Ohne eine Schwei­ge­pflich­tent­bin­dungs­er­klärung können dem Rechts­anwalt des Patienten auch nicht die Behand­lungs­un­ter­lagen zur Verfügung gestellt werden. In der Erteilung einer Prozess­voll­macht zwecks Herausgabe von Patien­ten­un­ter­lagen liegt noch keine Schwei­ge­pflicht­s­ent­bin­dungs­er­klärung.

  1. Gericht ordnet die Vorlage der Patientenakte an:

Nach § 142 I ZPO (Anordnung der Urkundenvorlegung) kann das Gericht anordnen, dass eine Partei oder ein Dritter die in ihrem oder seinem Besitz befindlichen Urkunden und sonstigen Unterlagen, auf die sich eine Partei bezogen hat, vorlegt. Das Gericht kann hierfür eine Frist setzen sowie anordnen, dass die vorgelegten Unterlagen während einer von ihm zu bestimmenden Zeit auf der Geschäftsstelle verbleiben.

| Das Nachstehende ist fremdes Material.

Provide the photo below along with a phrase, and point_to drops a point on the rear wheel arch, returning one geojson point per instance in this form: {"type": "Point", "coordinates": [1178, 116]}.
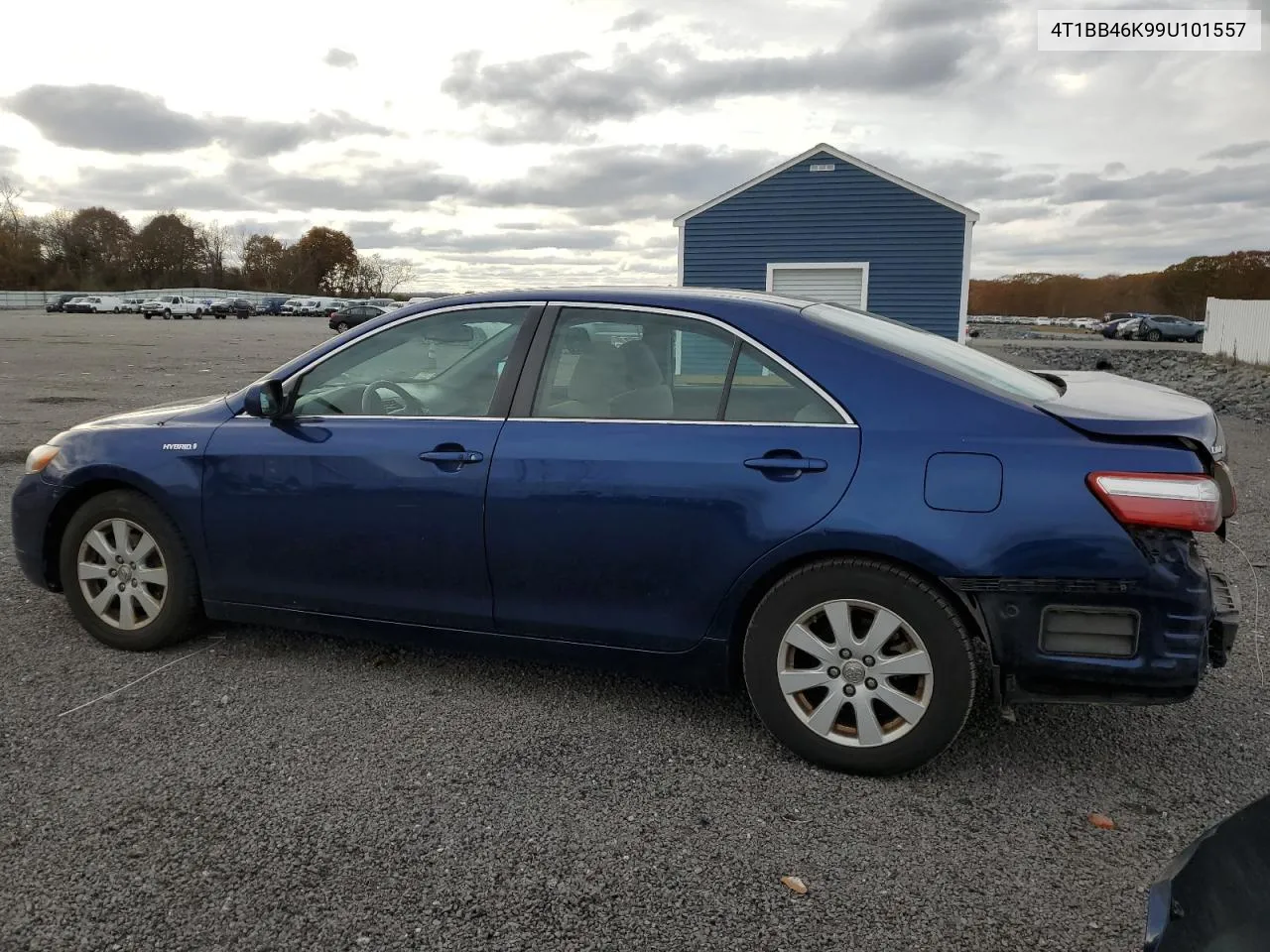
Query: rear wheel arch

Demnach kann das Gericht gegenüber einem – auch im Rechtsstreit nicht beteiligten – Arzt bzw. Krankenhaus  die Herausgabe der Patientenakte aufgeben. Aber auch hier ist eine Schwei­ge­pflich­tent­bin­dungs­er­klärung des Patienten erforderlich.

  1. Ist ein Arzt vor Gericht zur Aussage verpflichtet, falls er von seinem Patienten von der Schweigepflicht entbunden ist?

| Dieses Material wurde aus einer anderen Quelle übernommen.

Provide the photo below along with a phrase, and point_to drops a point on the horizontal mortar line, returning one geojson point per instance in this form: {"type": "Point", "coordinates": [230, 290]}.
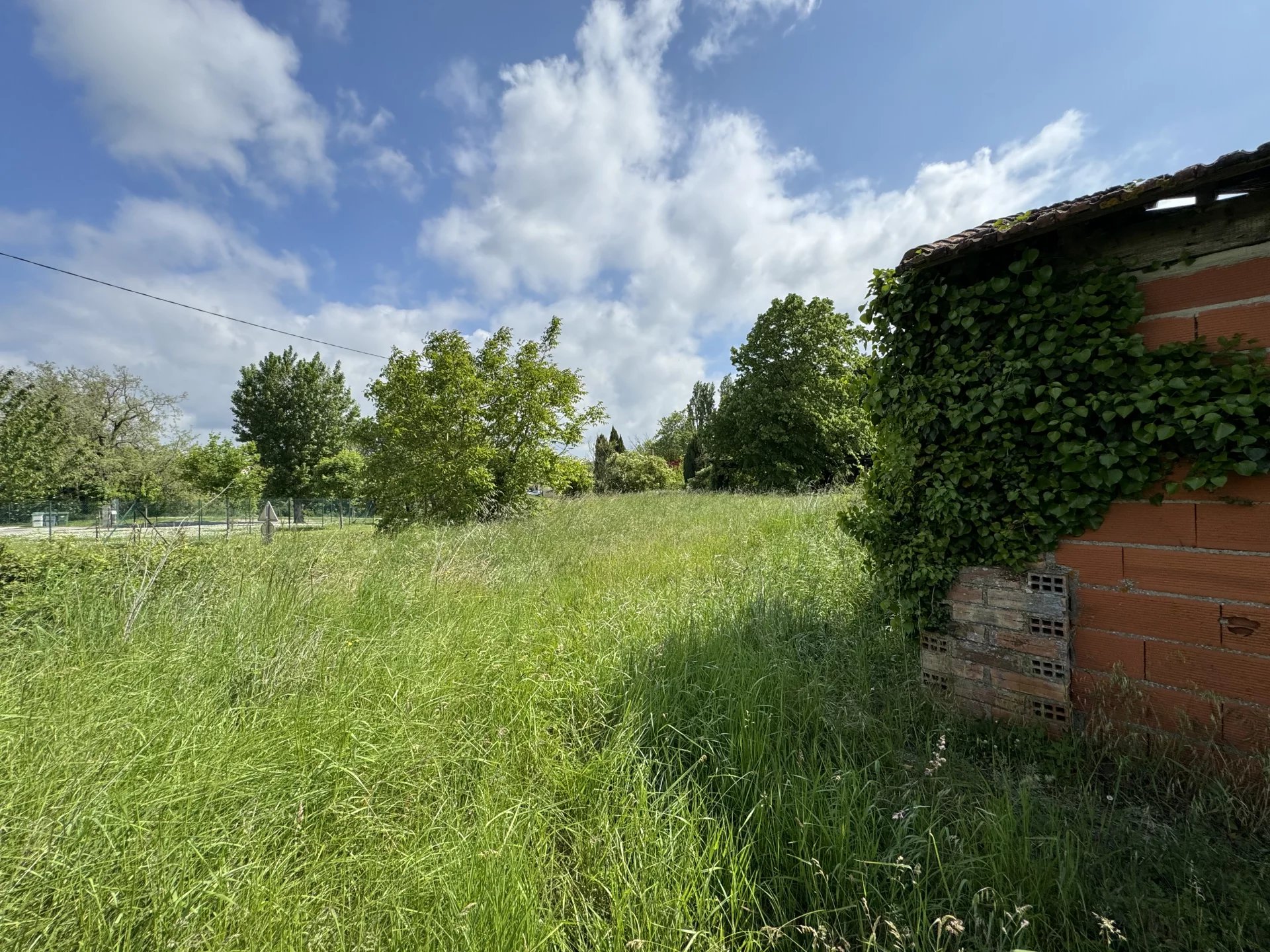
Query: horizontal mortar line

Ja. Wurde der Arzt, der vor Gericht als (sachverständiger) Zeuge aussagen soll, vom Patienten von der Schweigepflicht entbunden, so kann er sich nicht auf sein Zeugnisverweigerungsrecht berufen.

 

  1. Muss der Patient seinen Arzt von der Schweigepflicht entbinden?

Nein. Das hat aber Konsequenzen. Denn die Weigerung einer Partei, einen Zeugen von der Schweigepflicht zu entbinden, kann nach erfolgloser Belehrung und Fristsetzung (§ 356 ZPO) als Beweisvereitelung angesehen werden, falls die Gegenseite nur mit der Zeugenaussage einen Beweis erbringen kann, Bundesarbeitsgericht, Urteil vom 19.02.1997, 5 AZR 747/93.

Das LAG Düsseldorf • Urteil vom 19. Dezember 2012 • Az. 7 Sa 603/12 hat zu Lasten des Klägers als Beweisvereitelung angesehen den Umstand, dass der Kläger zwar eine Schweigepflichtentbindungserklärung erteilt, jedoch mit Bedingung, die Gegenseite von der Beweisaufnahme auszuschließen.